If property is theft, then what is a photograph? A Review of The Unintended by Monica Huerta

In The Unintended; Photography, Property and the Aesthetics of Racial Capitalism, Monica Huerta delves deeply into the history of copyright law regarding photographic practices and aesthetics. Using the framework of racial capitalism, while noting that the understanding of this term has undergone much revision, she homes the meaning of its usefulness regarding making visible the production/extraction of the racialized body within the world of the copyright of photography.

Locating performative acts by and for the camera, Huerta gives us an interdisciplinary book that frames photographic material as crucial to how we understand artistic authorship culturally. 

The lens Huerta provides allows the reader to make connections between the development of property rights and the effects of juridical power on photographic mediums. We return to the law as a series of interpretations that mobilize and give form to the photograph. Locating performative acts by and for the camera, Huerta gives us an interdisciplinary book that frames photographic material as crucial to how we understand artistic authorship culturally. 

With playfulness and wit, she weaves queer performance theory with legal text making this an excellent read for scholars of theater, arts, and law. Zooming in on theories of the “optical unconscious,” which code a photo’s magic value with particular regard to a “legal unconscious,” Huerta offers a parallel to Fredric Jameson’s “political unconscious.” Arguing that juridical understandings of expression in photographs should be considered within the colonial dispossessions of their make and that photos even rely on these dispossessions for their existence and meaning. That being said, this book is for the deep reader who loves a good, thick footnote and a mouthful of theory. 

With playfulness and wit, [Huerta] weaves queer performance theory with legal text making this an excellent read for scholars of theater, arts, and law.

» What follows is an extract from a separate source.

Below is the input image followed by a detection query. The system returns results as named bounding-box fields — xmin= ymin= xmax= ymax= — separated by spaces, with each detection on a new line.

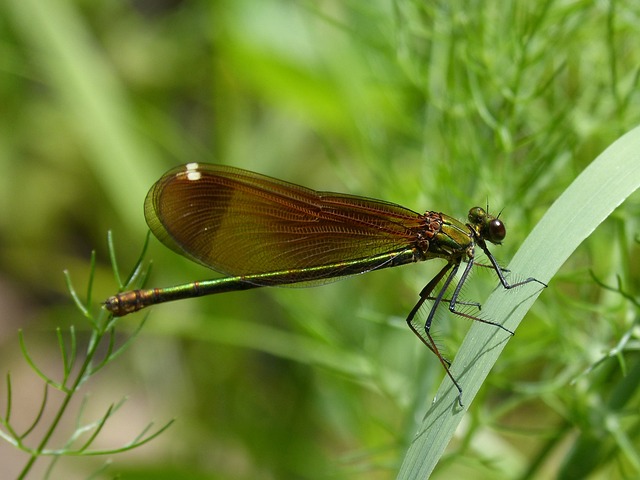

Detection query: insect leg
xmin=406 ymin=260 xmax=466 ymax=407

Giving light on photography’s place within a “racial regime of ownership” where ownership results from legal justifications bound to private property, she uses examples like the portraits of Oscar Wilde taken by photographer Napoleon Sarony. Shot eight years before Wilde’s work The Portrait of Dorian Gray, the Irish satirist was a minor celebrity at the time, only known as a great conversationalist. (One can guess that sitting for these photos was of some inspiration?) The photos (ca 1882) ended up shaping photographic law as we know it. The photo was so charming that a men’s clothing store company paid for more prints from the Burrow-Giles Lithographic Co. without Sarony’s permission- distributing over 85,000 copies by the time of the suit. This was during a period when many questioned the creative possibility of the photograph as art, all of which, in turn, dictated who would benefit from its reproduction. It is so fascinating to see the bones of copyright law in a photograph– especially one of a sitter whose queer, raced body was so utterly desired- so much so that copies of it caused a legal battle. 

The Unintended; Photography, Property and the Aesthetics of Racial Capitalism is full of vignettes on the law of photography, like that of Wilde’s, giving us a queer history of the object of the photo in circulation. As a thing that moves, whose movement has serious monetary value and legal consequences.